You've got tools. Good tools. Tools that took years to build and tested against production loads. You don't want to rewrite them for MCP — you want them to work with the new protocol so your agents can use them. Mcporter is the translation layer that wraps your existing CLI tools, HTTP APIs, and Python scripts into MCP-compatible servers without code changes.
10-Second Pitch
- Zero-Rewrite MCP Wrapping: Point Mcporter at your existing binary or API endpoint and get a conforming MCP server.
- Tool Schema Auto-Inference: Reads your tool's help output, OpenAPI spec, or docstrings to infer the MCP tool schema automatically.
- Bidirectional Protocol Translation: Handles both MCP's request/response and streaming notification patterns.

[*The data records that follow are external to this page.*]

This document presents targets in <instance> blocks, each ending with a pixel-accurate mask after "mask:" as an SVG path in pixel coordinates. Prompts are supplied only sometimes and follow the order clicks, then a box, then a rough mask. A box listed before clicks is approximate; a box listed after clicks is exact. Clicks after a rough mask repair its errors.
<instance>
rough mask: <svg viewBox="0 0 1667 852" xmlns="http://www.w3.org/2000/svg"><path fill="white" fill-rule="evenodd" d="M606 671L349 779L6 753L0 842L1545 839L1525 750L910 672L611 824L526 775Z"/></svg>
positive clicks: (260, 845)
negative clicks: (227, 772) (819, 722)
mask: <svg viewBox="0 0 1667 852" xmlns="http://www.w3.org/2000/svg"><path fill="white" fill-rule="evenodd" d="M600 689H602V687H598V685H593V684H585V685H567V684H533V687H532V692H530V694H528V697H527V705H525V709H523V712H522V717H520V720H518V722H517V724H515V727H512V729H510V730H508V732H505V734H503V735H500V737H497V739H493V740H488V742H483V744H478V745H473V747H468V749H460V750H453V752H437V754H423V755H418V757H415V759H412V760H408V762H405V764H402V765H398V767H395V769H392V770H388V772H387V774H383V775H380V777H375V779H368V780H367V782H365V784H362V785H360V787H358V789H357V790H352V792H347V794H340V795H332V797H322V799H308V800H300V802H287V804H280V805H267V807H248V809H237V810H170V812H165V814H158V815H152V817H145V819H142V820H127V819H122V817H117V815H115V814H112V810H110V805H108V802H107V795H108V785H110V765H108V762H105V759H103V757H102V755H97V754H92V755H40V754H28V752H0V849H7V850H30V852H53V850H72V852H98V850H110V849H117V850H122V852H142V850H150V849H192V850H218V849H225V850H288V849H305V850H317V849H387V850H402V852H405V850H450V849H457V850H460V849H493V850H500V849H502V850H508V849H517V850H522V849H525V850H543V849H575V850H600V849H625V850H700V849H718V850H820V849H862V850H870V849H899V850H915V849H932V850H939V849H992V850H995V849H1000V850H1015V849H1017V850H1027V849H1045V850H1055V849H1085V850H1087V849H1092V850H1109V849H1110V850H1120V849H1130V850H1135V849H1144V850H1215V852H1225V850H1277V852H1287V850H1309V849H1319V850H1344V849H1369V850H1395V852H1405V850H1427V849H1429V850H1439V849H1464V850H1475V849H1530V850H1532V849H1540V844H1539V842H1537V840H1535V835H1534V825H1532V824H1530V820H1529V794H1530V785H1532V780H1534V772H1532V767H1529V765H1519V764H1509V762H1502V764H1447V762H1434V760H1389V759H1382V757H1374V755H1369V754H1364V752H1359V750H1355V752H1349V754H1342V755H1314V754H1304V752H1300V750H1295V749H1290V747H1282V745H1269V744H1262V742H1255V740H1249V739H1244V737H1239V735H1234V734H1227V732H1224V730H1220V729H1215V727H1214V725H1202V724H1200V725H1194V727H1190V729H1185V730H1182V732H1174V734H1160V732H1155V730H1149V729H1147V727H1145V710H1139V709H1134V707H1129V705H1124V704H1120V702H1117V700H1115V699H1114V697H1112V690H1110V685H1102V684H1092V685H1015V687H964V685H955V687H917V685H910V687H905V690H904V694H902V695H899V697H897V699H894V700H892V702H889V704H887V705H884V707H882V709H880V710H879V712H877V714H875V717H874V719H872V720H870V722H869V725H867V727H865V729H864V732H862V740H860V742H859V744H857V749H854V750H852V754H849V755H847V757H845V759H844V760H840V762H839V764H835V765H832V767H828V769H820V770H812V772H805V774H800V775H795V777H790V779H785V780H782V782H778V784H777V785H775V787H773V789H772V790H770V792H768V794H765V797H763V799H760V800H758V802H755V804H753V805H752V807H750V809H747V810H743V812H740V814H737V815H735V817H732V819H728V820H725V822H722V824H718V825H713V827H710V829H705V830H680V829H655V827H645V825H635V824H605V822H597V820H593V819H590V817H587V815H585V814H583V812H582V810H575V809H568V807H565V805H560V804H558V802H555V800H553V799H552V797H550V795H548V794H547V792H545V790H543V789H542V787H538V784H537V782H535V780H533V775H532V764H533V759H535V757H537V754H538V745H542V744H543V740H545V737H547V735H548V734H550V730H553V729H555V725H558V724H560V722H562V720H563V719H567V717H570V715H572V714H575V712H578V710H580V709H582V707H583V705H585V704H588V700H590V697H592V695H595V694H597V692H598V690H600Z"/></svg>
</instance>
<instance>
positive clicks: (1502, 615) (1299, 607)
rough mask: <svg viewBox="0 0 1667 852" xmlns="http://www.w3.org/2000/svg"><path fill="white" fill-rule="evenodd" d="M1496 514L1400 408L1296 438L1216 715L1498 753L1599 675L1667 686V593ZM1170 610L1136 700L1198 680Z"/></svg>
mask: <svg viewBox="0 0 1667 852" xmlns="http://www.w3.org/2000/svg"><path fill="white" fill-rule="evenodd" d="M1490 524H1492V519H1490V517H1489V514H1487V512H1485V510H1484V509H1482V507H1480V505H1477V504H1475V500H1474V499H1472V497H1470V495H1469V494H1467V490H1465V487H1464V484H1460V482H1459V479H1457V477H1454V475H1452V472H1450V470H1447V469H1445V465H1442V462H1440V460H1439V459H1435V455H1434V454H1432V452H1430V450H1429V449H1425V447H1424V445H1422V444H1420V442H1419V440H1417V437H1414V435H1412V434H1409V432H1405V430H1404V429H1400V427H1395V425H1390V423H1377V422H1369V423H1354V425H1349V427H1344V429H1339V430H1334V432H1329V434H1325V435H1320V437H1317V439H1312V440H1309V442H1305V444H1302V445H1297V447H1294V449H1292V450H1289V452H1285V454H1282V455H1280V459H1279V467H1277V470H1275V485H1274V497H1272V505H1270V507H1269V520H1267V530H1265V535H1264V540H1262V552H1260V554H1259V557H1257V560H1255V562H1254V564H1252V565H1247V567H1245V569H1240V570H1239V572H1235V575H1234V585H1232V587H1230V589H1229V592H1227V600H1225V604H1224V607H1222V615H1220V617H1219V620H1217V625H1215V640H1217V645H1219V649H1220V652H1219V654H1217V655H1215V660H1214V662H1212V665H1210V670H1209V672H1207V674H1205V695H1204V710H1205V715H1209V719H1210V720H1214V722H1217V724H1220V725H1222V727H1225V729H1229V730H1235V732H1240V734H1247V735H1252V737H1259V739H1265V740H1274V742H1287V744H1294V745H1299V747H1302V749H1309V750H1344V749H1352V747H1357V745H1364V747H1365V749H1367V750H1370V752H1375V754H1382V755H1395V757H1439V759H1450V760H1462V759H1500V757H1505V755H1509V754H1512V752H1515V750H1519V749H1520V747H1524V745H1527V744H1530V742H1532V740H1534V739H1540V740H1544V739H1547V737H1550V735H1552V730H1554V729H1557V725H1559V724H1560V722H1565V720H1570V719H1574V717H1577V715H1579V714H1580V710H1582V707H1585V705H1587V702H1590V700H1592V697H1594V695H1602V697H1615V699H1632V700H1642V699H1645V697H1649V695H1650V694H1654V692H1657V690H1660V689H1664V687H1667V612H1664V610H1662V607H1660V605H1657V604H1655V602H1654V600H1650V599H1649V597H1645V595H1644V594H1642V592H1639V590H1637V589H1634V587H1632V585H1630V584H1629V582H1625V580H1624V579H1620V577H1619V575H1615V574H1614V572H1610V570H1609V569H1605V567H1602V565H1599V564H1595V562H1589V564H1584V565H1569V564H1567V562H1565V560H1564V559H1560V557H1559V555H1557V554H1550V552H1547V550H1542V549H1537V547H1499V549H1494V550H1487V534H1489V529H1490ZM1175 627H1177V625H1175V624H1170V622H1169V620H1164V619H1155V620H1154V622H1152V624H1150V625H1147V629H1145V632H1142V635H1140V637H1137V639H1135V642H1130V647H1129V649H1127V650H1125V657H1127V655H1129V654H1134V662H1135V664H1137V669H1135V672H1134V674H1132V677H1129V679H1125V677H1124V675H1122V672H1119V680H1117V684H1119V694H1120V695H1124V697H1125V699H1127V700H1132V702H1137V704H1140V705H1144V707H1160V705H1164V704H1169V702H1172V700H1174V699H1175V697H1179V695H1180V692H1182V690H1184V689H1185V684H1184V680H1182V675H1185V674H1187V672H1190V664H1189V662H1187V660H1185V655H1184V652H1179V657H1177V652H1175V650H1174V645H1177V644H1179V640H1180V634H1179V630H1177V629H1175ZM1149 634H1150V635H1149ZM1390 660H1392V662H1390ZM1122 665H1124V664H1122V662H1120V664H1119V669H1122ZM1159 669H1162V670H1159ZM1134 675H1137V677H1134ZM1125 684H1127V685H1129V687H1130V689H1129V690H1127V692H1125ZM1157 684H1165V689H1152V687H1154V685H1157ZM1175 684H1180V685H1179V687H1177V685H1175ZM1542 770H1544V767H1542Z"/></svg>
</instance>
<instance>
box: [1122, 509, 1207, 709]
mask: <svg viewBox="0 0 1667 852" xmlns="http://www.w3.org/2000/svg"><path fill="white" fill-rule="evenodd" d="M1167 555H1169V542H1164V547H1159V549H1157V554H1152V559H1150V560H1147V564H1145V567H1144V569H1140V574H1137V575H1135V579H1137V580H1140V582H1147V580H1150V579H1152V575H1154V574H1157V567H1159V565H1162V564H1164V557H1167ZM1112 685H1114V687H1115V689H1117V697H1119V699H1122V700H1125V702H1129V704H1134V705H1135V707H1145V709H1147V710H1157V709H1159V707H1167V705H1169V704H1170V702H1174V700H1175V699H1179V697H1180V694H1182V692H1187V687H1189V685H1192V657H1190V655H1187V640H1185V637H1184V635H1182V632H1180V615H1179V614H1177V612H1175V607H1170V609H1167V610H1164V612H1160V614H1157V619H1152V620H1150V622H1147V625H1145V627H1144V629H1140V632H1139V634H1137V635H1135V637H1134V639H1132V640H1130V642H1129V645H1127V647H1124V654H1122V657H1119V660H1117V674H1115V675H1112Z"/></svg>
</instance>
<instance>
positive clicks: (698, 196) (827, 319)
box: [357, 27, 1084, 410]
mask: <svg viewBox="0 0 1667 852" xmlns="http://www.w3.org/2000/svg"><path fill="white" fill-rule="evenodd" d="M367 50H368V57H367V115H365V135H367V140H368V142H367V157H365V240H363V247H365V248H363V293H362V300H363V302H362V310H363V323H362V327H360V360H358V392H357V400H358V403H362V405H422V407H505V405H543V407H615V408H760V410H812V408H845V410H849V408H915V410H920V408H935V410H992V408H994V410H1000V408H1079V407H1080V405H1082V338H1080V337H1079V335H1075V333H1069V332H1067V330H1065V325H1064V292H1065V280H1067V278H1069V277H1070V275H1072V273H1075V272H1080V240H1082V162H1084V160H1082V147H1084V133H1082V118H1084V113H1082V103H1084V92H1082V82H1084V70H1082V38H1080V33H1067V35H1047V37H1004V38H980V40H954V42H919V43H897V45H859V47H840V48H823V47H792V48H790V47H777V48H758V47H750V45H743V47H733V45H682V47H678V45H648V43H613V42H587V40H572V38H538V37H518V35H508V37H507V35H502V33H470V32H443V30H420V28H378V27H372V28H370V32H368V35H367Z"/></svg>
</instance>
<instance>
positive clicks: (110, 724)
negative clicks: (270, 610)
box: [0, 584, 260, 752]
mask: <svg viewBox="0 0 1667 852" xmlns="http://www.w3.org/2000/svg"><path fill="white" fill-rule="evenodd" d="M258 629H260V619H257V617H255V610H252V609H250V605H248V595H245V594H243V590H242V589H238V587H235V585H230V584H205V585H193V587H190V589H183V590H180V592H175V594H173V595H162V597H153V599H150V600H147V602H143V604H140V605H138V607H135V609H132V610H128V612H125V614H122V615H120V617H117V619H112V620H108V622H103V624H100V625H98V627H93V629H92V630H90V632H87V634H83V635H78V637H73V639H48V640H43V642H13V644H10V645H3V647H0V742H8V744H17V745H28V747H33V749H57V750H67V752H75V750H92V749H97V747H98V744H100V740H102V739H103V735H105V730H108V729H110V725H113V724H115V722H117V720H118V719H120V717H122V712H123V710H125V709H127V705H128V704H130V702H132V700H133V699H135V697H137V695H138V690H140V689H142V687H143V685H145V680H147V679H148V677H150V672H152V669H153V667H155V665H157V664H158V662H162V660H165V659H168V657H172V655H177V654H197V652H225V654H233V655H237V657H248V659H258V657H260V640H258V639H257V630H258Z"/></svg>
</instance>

- Hot-Reload Config: Update your tool definitions without restarting the MCP server.
Setup Directions
- Install:
pip install mcporter - Create a bridge config:
mcporter init - Point to your tool:
mcporter add --name mytool --command "./my-binary --json-output" - Start the MCP bridge:
mcporter serve --port 9090 - Your agent can now call
mcp::mytoollike any native MCP tool.
Pros/Cons
| Pros | Cons |
|---|---|
| Leverage existing battle-tested tools in MCP workflows | Not all CLI tools map cleanly to MCP's tool schema |
| No code changes required to your legacy systems | Performance overhead from the translation layer |
| Fastest path to growing your MCP tool registry | Debugging protocol translation errors can be tricky |
Verdict: Mcporter is the pragmatic choice when you want MCP compatibility without a rewrite. If you've got tools that work and agents that need them, this bridge earns its place in your stack.